Preußischer Staatsrat (1817–1918)

Ansicht des Berliner Schlosses von der Langen Brücke (1874). Die Staatsratszimmer lagen hinter den Fenstern, die unter dem Pferd zu sehen sind.

Der Preußische Staatsrat war von 1817 bis 1848 und erneut ab 1854 im Preußischen Staat ein beratendes Gremium des Königs. Seine Mitglieder trugen nicht den Titel Staatsrat, durften sich aber als Mitglied des Staatsrates bezeichnen.

Geschichte

Vorgeschichte

Nach der Niederlage Preußens gegen Napoleon in der Schlacht bei Jena und Auerstedt im Jahr 1806 begannen die Preußischen Reformen. In vielen Bereichen orientierte man sich an den Veränderungen in Frankreich. Eine viel beachtete Innovation war die Gründung des Conseil d’État (deutsch: Staatsrat) durch Napoleon 1798. In den Rheinbundstaaten wurden nach diesem Vorbild teilweise Staatsräte als beratende Gremien eingerichtet, siehe z. B. die Constitution des Königreichs Westphalen. Auch im HRR bestanden in vielen Territorien Geheime Räte. In Preußen war dies bis 1808 das Geheime Ratskollegium.

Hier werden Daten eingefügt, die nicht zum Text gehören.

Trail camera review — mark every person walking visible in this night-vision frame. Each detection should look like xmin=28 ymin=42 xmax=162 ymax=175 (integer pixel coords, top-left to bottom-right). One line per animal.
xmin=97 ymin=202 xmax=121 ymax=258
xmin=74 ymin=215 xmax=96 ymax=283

Auch Heinrich Friedrich Karl vom und zum Stein schlug in der Nassauer Denkschrift und seinem Entwurf einer Verordnung vom 24. November 1808 (die nie in Kraft trat), die Einrichtung eines Staatsrates mit beratender und legislativer Funktion vor. In der von Karl August von Hardenberg entworfenen Verordnung vom 27. Oktober 1810 „über die veränderte Verfassung aller obersten Staatsbehörden in der Preußischen Monarchie“ sind die Einrichtung eines Staatsrates wie auch Vorschriften über seine Zusammensetzung enthalten[1]; eine faktische Einführung des Gremiums erfolgte aber zunächst nicht.[2] Die Ankündigung des Königs in der Allerhöchsten Kabinettsordre vom 3. Juni 1814 „wegen Ernennung des Ministerii“, er wolle nach seiner Rückkehr aus Paris den Staatsrat in Aktivität setzen, bringt aber dessen Anordnung in Zusammenhang mit der Frage der ständischen Verfassung und Repräsentation – was die Verzögerung der tatsächlichen Einführung bis 1817 erklärt.

Einführung 1817

Mit der Verordnung wegen Einführung des Staatsrats vom 20. März 1817[3] wurde der Staatsrat gebildet. Er bestand aus

  • den Prinzen des königlichen Hauses, sobald sie das achtzehnte Lebensjahr erreicht haben;
  • Mitgliedern qua Amt, nämlich
    • dem Staatskanzler und Präsidenten des Staatsrats;
    • den Feldmarschällen;
    • den die Verwaltung leitenden wirklichen Staatsministern;
    • dem Minister-Staatssekretair, der die Protokolle und Gutachten des Staatsrates führt und das Formelle des Geschäftsganges zu besorgen hat;
    • dem Generalpostmeister;
    • dem Chef des Obertribunals;
    • dem ersten Präsidenten der Oberrechnungskammer;
    • dem Geheimen Kabinettsrat;
    • dem Offizier, der den Vortrag in Militärsachen beim König hat;
    • den kommandierenden Generalen in den Provinzen, jedoch nur dann, wenn sie besonders berufen werden;
    • den Oberpräsidenten in den Provinzen, jedoch ebenfalls nur dann, wenn sie besonders berufen werden;
  • aus Staatsdienern, welche durch besonderes Vertrauen des Königs Sitz und Stimme im Staatsrath erhalten und von diesem ernannt werden.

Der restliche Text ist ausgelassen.